Acute liver injury (ALI) is a burden on public health conferring a strong correlation with morbidity and mortality. Thus, this work was carried out to reveal the possible mechanisms by which policosanol can alleviate thioacetamide (TAA)-induced ALI.

Methods

TAA was injected once (500 mg/kg, i.p.) in male Sprague Dawley rats) 8 rats/group, 8–10 weeks old, 180–200 g). Two groups of rats were pretreated orally twice with two different doses of policosanol (20 and 50 mg/kg), 24 h and 1 h prior to TAA injection. Animals were sacrificed 24 h after TAA injection.
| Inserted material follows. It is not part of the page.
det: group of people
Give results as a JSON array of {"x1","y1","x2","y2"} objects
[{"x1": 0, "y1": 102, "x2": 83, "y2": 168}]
Serum and hepatic tissues were sampled to assess the underlying mechanism.

Results

Policosanol improved liver architecture, restored liver integrity markers, decreased malondialdehyde (MDA) levels and increased antioxidant defenses by increasing both reduced glutathione (GSH) and total antioxidant capacity (TAC). The higher dose of 50 mg/kg was more effective and was selected for further mechanistic exploration. Policosanol alleviated inflammation by affecting the transcriptional factor nuclear factor-kappa B (NF-κB) which subsequently reduced pro-inflammatory cytokine interleukin-1β (IL-1β) levels and the protein expression of IL-6. These effects could be attributed to its regulation of hepatic levels of mitogen-activated protein kinase (MAPK), increasing both Sirtuin 1 (SIRT1) and peroxisome proliferator-activated receptor-γ (PPAR-γ) levels. Conclusion, policosanol effectively countered TAA-induced ALI by reducing oxidative stress and inflammation through regulation of MAPK, SIRT1, PPAR-γ, and NF-κB.